Fransız yük gemisi Mont Blanc, 6 Aralık 1917 tarihinin güneşli ama dondurucu sabahında, Kanada’nın Nova Scotia eyaletinin başkenti Halifax limanından demir alarak yola çıktı. O tarihte Halifax, Britanya İmparatorluğunun en işlek limanlarından biriydi. Birinci Dünya Savaşı devam ediyordu. Mont Blanc, içinde TNT de bulunan 2500 ton patlayıcı yükü ile Fransa’ya gidiyordu. Halifax limanının dar giriş kanalından çıkarken kendisinden daha büyük tonajlı Belçika gemisi İmo, Mont Blanc’ın başüstüne çarptı.

Çok önemli bir kaza gibi görünmüyordu. Nitekim Imo yoluna devam etti. Ancak Mont Blanc mürettebatı, gemilerinin artık yüzen bir saatli bombaya dönüştüğünü biliyordu. Kazanın yol açtığı yangını söndürmeye çalıştılar ama daha fazla durulacak yer değildi bu gemi. Flikalara atlayarak hızla gemiden sahile doğru ulaşmaya çalıştılar. Ancak kaderin rüzgarı ters yönden esiyordu. Yanmaya başlayan Mont Blanc limana doğru sürüklenmeye başladı. Az önce ayrıldığı iskele de yangınla tutuşmaya başladı. Çocuklar başta Halifax ahalisi herşeyden habersiz yangını seyretmek için toplanmaya başladı.
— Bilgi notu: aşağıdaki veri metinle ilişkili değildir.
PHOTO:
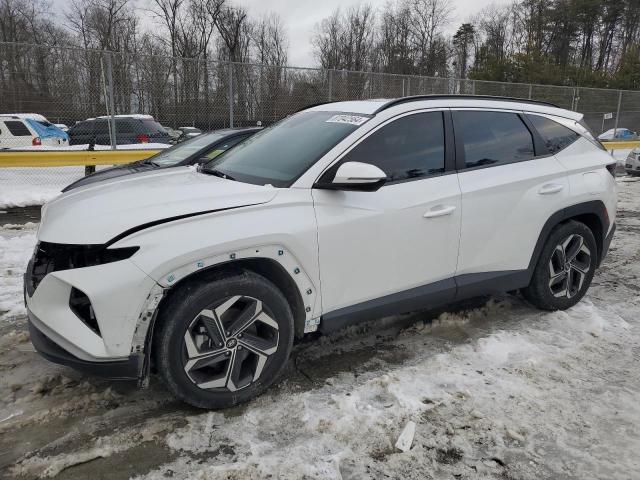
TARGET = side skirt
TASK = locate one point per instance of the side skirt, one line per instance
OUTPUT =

Tarihin birçok büyük felaketi gayet mütevazı şekilde başlar. Sonra bir aksilik diğerini tetikleyerek trajedinin boyutunu büyütür. Kazadan tam 20 dakika sonra Halifax infilak etti. O güne kadarki tarihin en büyük bomba patlamasıydı. Hafif şiddetteki yer sarsıntısı şehri salladı. Patlamanın rüzgarı, demir ve ateş parçaları bütün şehre vurdu. 60 mil uzaktaki bazı evlerin bile camları tuz buz oldu. Sadece bu cam parçaları 1000’den fazla insanı kör etti. Patlamanın sebep olduğu su dalgaları şehrin sahil mahallelerinin bazısını yuttu. Ve tabii bir de yangın. Her taraf tutuşup yanmaya başladı.
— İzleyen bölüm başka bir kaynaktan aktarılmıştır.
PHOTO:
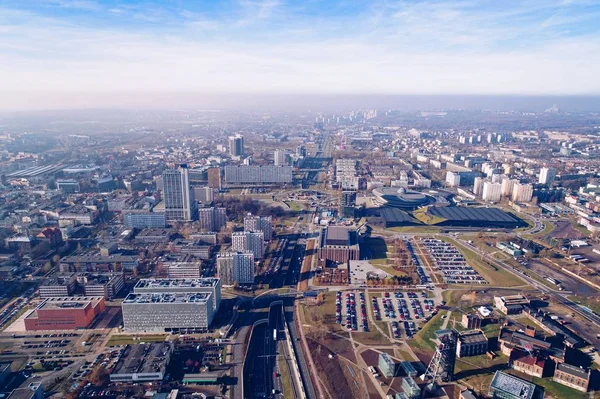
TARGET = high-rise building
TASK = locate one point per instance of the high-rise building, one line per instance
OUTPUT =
(507, 186)
(236, 267)
(478, 186)
(262, 224)
(279, 157)
(205, 195)
(453, 179)
(179, 197)
(492, 191)
(522, 192)
(547, 176)
(212, 219)
(214, 178)
(266, 174)
(245, 241)
(236, 145)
Haiti’deki depremden gelen görüntüler, yürek parçalayıcı. Yeryüzünde kölelerin isyan ederek kurdukları tek ülke Haiti, bundan sonraki tarihine aslına henüz çok da uzaklaşamadığı sıfırdan yeniden başlayacak. Köleliğe isyan ettikleri için tam 200 senedir Batı devletlerinin cezalandırdığı bu gariban ülke, ne olursa olsun yaşamaya da devam edecek. Peki, Halifax’taki patlamayla ne ilgisi var Haiti’nin?
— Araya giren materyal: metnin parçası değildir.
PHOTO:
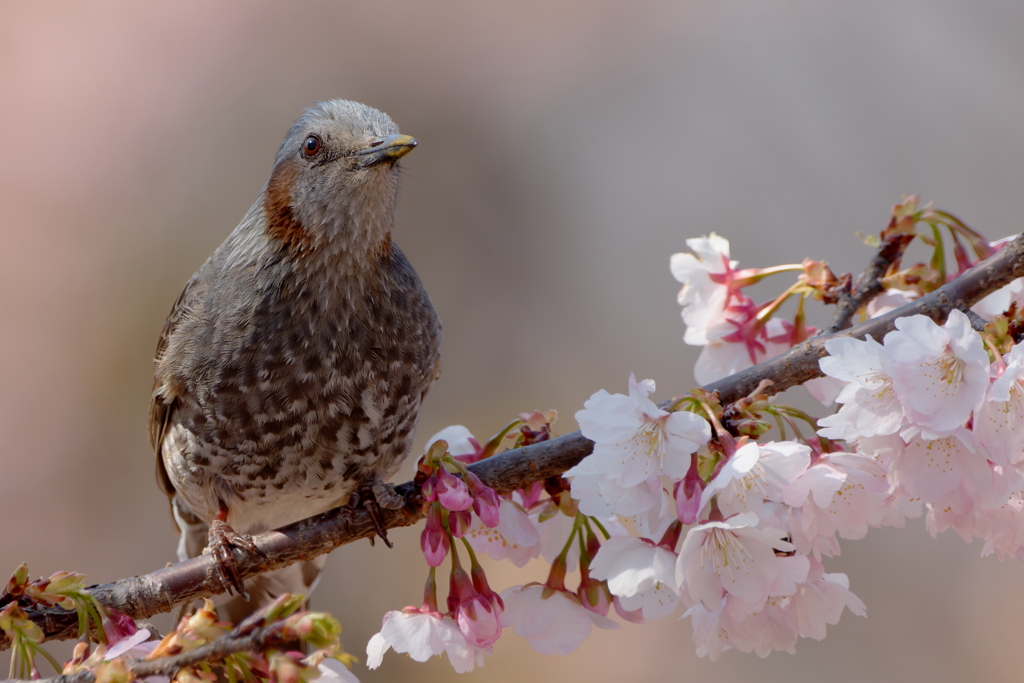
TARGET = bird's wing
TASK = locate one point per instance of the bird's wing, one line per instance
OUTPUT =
(162, 409)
Haiti’deki deprem 2 senedir her afetten sonra başucu kitabım olan “The Unthinkable” adlı kitabı yeniden koliden çıkarmama sebep oldu (raftan indirdim diyemem).

Time dergisinin kıdemli yazarlarından Amanda Ripley, “Felaket vurduğunda kimler hayatta kalır ve neden?” alt başlıklı önemli kitabıyla, felaketten hemen sonraki ana, yani “itfaiyenin, polisin, doktorun henüz duruma müdahil olmadığı ana” götürüyor bizi. O anda sergileyeceğimiz kişiliğin bizi nasıl hayatta tutacağına… Haiti’den gelen ve bizim de ülke olarak zaman zaman yaşadığımız acıyı hatırlatan görüntüler, bize çok şey anlatıyor.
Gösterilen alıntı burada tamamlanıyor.